Conservation is about our own livelihoods: Given land degradation and the kind of droughts we have been experiencing, unless some very drastic measures are taken then the livelihoods of the population are really threatened. But there are powerful individuals with an agenda against conservation and they make headway when they package their perspectives in ways that arouse sympathy from locals.
Because this, those in the conservation business must really work to help local people understand what’s in it for them. They must seek to hear people out and learn their perspectives. If the conservation agencies have well-intended motives but are surrounded by opaqueness, people will reject their efforts, and we will forever see conflicts around the ideas of conservation. That might be a great shame, because the benefits of conservation are huge and manifold. Without going out of our way to look for examples, we can see evidence of this just hear in Laikipia.
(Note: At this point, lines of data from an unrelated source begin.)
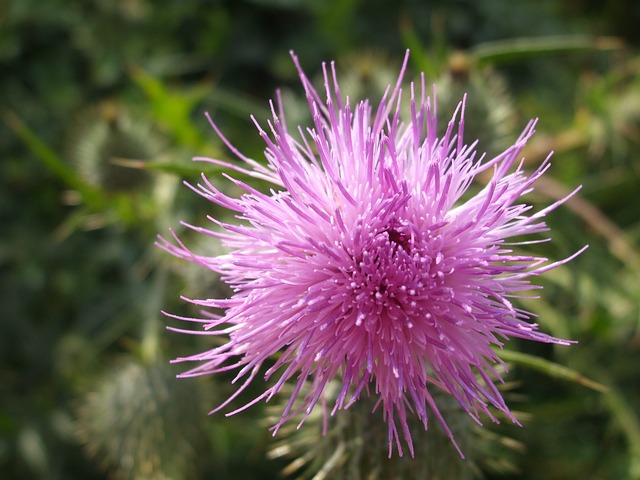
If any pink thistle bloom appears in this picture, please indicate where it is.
[160,54,582,455]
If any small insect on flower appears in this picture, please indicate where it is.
[159,52,582,456]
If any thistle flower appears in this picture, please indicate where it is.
[159,54,580,456]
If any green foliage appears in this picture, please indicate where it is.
[0,0,640,480]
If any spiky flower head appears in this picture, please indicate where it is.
[160,49,584,455]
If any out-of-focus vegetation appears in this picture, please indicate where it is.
[0,0,640,480]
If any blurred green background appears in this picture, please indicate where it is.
[0,0,640,480]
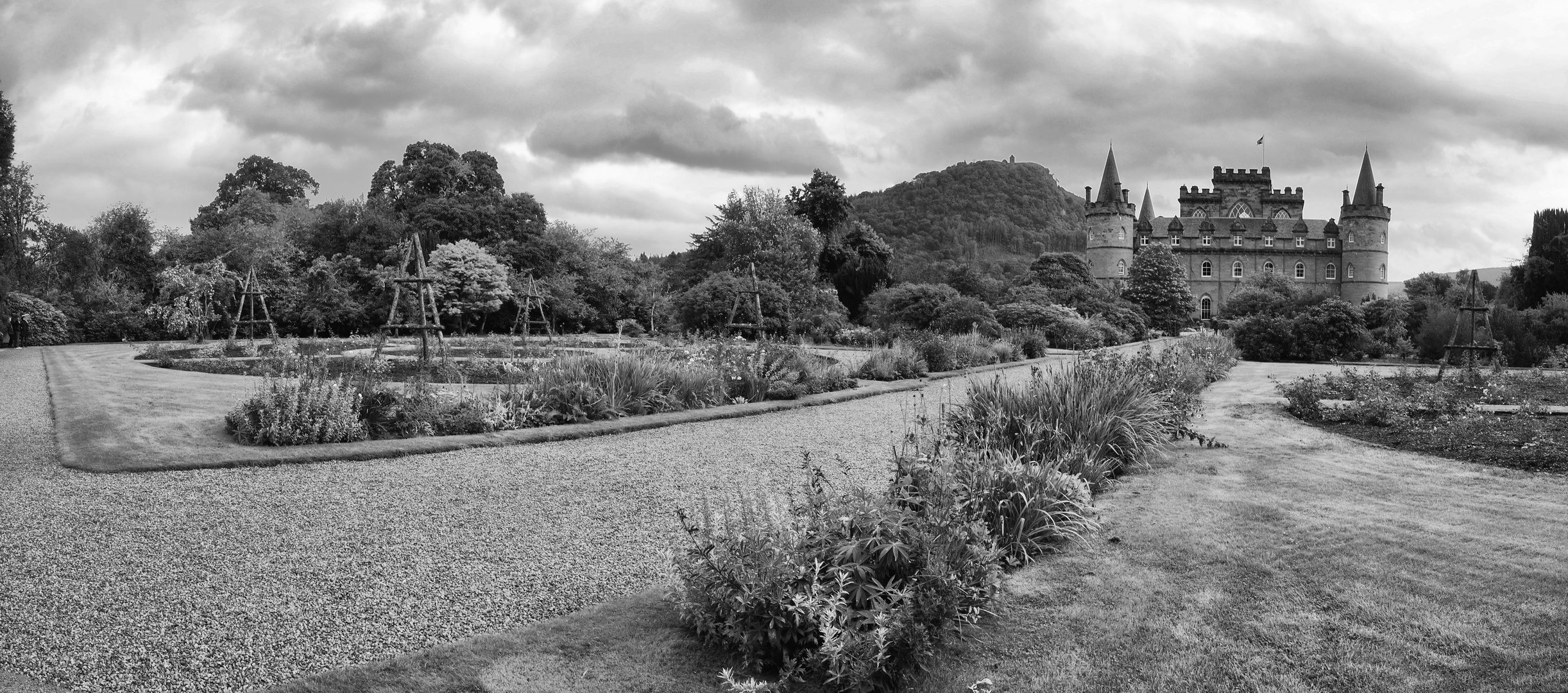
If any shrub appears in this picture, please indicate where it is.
[855,342,926,381]
[224,373,367,445]
[949,361,1172,483]
[4,293,71,346]
[670,464,1000,692]
[1231,315,1295,361]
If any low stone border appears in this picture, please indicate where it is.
[44,337,1175,474]
[1317,400,1568,416]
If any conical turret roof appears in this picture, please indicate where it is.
[1350,152,1377,205]
[1095,149,1121,202]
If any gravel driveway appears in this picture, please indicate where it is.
[0,348,1027,692]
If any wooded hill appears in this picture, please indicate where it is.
[851,162,1085,282]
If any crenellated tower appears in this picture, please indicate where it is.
[1084,151,1149,287]
[1339,151,1389,304]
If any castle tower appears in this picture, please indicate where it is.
[1084,151,1149,289]
[1339,152,1389,304]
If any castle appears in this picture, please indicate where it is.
[1084,152,1389,320]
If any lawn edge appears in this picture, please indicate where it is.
[42,337,1176,474]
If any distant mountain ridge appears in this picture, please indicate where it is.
[851,160,1087,282]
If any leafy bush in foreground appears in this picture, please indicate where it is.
[224,373,367,445]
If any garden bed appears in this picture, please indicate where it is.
[1279,368,1568,474]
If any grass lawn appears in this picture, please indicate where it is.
[266,364,1568,693]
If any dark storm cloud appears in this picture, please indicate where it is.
[529,92,840,174]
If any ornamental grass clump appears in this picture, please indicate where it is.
[224,373,367,445]
[668,467,1000,692]
[947,361,1173,484]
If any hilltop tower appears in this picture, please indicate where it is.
[1339,151,1389,304]
[1084,151,1149,289]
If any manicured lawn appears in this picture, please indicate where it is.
[269,364,1568,693]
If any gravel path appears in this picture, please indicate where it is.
[0,350,1028,692]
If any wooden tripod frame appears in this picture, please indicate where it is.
[511,275,555,345]
[1438,270,1501,379]
[724,262,762,336]
[375,232,445,364]
[229,265,278,342]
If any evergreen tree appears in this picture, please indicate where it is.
[1121,244,1193,334]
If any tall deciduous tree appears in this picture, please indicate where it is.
[1121,244,1193,334]
[91,202,158,296]
[430,240,513,334]
[784,167,850,235]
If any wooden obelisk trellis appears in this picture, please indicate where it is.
[1438,270,1497,378]
[229,266,278,342]
[724,262,762,336]
[511,275,555,343]
[377,234,445,364]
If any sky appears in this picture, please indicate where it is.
[0,0,1568,277]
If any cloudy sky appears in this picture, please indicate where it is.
[0,0,1568,277]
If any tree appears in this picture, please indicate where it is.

We are seeing a lot of scholarships for children to attend primary and secondary schools, and even beyond. There are people who are today graduate professionals who have gone through sponsorship because of money raised through conservation. We have seen a lot of businesses grow out of women making and selling cultural artefacts to supply the tourism industry that depends on conservation.
We have seen many primary health care projects. We know that free maternity health care was in the Big Four Agenda, and for some of us living in big cities, we think that it is easy. Somebody can just walk to a hospital, get clinical services, have a child, and go back home. If you go to Kirimon in my constituency, you will find pregnant mothers in labour who have to walk or hitch a motorbike for 20km to the nearest dispensary, because there is no transport. Then she gets there and finds the one nurse has gone out.
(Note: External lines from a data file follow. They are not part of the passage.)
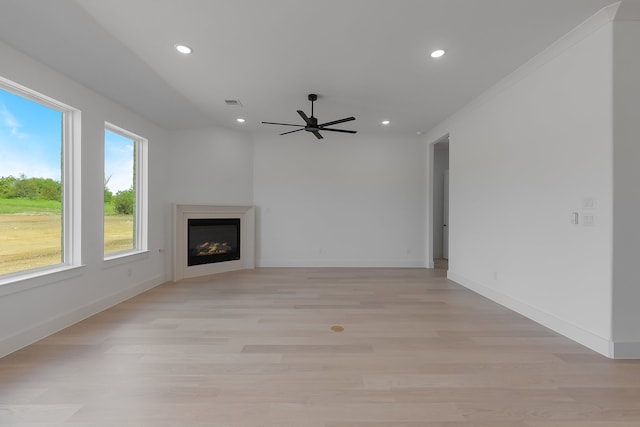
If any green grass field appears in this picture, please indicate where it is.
[0,199,134,274]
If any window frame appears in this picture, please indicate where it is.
[102,122,149,261]
[0,76,82,285]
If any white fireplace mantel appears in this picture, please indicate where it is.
[173,205,255,281]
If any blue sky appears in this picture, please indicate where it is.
[0,89,62,181]
[104,130,133,194]
[0,89,133,193]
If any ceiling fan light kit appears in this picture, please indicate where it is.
[262,93,357,139]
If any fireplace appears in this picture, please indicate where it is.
[187,218,241,266]
[173,204,255,281]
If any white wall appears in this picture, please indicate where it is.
[167,128,253,205]
[254,132,426,267]
[613,21,640,357]
[428,17,613,354]
[0,43,171,356]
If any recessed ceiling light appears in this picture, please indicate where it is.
[175,44,193,55]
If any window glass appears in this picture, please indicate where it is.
[104,125,146,256]
[0,85,64,275]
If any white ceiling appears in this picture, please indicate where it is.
[0,0,615,137]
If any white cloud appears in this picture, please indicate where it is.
[0,104,27,138]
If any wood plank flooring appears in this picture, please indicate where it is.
[0,269,640,427]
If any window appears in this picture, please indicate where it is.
[104,123,147,258]
[0,78,80,276]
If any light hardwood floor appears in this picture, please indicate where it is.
[0,269,640,427]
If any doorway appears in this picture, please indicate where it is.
[431,135,450,270]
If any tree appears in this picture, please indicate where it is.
[103,175,113,203]
[113,187,134,215]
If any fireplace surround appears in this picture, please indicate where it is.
[173,205,255,281]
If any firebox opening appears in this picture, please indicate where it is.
[187,218,240,266]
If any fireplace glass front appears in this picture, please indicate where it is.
[187,218,240,266]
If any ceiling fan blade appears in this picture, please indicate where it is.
[320,128,358,133]
[280,128,304,135]
[318,117,356,128]
[262,122,304,128]
[298,110,313,126]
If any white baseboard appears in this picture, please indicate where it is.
[0,275,168,358]
[447,270,616,358]
[256,259,425,268]
[611,341,640,359]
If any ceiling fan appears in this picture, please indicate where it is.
[262,93,357,139]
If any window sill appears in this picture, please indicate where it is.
[102,250,150,268]
[0,265,86,297]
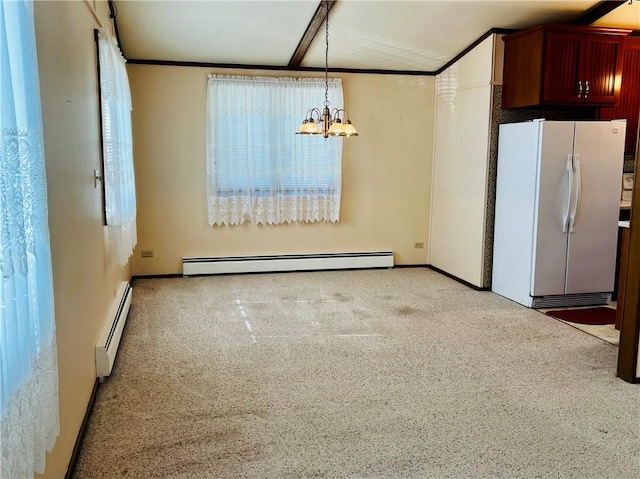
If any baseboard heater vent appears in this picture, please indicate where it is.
[182,251,393,276]
[96,281,133,382]
[531,293,611,309]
Even simple things like vaccinations are difficult to find, so you can have children who still cannot access vaccines for things like polio or tuberculosis. That has a great impact on the health of mothers and children. To some of these women, primary health care is just a mirage, something you talk about in big towns, but very far from their reality.
Conservation investors must do even more to help people like those mothers. They must be part and parcel of the development of their own localities. If those in the conservation business get involved with the activities of their domiciled communities, then conservation ceases to be a foreign concept.
I see this thinking in a large new investment from the Wyss Foundation that will support projects in north Laikipia that will benefit people, not just wildlife. The grant was given to The Nature Conservancy (TNC), which will distribute grants to local NGOs to implement the projects, in collaboration with County government, and TNC will provide technical support. Some of the money will go to improve primary health care, such as supplying vaccinations, basic treatment, tuberculosis services, family planning, and referrals for complex cases. Some of the funds will be used to build new infrastructure and support new community conservancies.
If you look at community conservancies like Naibunga Conservancy – group ranches that voluntarily set aside some acreage of their land for conservation – a lot of public participation was done and there was a deliberate effort to make the locals understand the concept. Now the community sees that conservation is not just about the protection of the wildlife, but it’s also about their own livelihoods. I hope that this funding will educate and inspire others to take a holistic approach to conservation and invest in local people.